Wird in der Haupt-Toolbar ein "Layout directory" angeben, erfolgt die alternative Darstellung,
wenn passende Layoutdateien für die EDI-Nachricht existieren.

Dann steht zusätzlich die Report-Toolbar zur Verfügung:

 

Weitere Funktionen von R2EdiViewer sind über das Hauptmenü erreichbar.

 

 

3.3.1. Menü: File

  • Open
    Öffnet einen Dialog zum Laden einer EDI-Datei.

    (tick) Drag and Drop
    Alternativ kann man eine Datei auch via "Drag and Drop" vom Windows Explorer
    in einen der Anzeigereiter ziehen, um sie zu öffnen.

     

  • Search
    Öffnet einen Dialog zum Suchen nach EDI-Dateien.

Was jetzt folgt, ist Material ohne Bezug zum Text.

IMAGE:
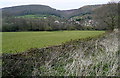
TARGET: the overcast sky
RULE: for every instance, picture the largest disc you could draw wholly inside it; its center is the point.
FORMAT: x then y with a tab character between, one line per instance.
57	4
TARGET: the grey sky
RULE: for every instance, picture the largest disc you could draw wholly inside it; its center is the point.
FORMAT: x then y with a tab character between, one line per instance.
57	4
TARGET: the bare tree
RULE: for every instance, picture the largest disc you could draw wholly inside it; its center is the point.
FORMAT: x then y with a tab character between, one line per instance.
107	15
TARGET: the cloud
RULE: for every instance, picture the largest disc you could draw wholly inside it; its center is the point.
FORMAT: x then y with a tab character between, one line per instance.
58	4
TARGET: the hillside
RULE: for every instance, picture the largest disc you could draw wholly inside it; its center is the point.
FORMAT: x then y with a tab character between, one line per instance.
89	57
42	9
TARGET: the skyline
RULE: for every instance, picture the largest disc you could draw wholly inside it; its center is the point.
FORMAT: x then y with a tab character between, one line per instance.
57	4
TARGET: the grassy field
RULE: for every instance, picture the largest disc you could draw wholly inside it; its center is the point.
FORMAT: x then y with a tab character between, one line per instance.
13	42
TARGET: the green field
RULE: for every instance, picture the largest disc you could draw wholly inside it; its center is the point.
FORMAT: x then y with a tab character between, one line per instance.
13	42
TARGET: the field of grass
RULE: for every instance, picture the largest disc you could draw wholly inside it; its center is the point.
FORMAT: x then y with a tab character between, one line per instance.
13	42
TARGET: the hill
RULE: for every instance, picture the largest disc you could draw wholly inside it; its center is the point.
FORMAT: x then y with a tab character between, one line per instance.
43	9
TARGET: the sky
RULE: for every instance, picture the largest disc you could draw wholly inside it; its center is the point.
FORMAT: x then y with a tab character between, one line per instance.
57	4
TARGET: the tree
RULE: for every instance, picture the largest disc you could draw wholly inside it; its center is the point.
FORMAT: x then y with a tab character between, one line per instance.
107	15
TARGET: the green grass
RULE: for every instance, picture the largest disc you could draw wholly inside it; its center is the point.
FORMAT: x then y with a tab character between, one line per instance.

    - Search for EDI Content
      Hiermit kann die Suche über den EDI-Inhalt (keine XML/Native-Dateien) eingeschränkt werden.
      Die Eingabesyntax ist identisch mit den Angaben bei einer Layout-Datenselektionsdatei.
      Nur wenn bei allen aktiven Zeilen ein Wert gefunden wurde, gilt die Suche als Erfolgreich.
      Aus Performancegründen sollte auch eine "EDI file format"-Angabe erfolgen.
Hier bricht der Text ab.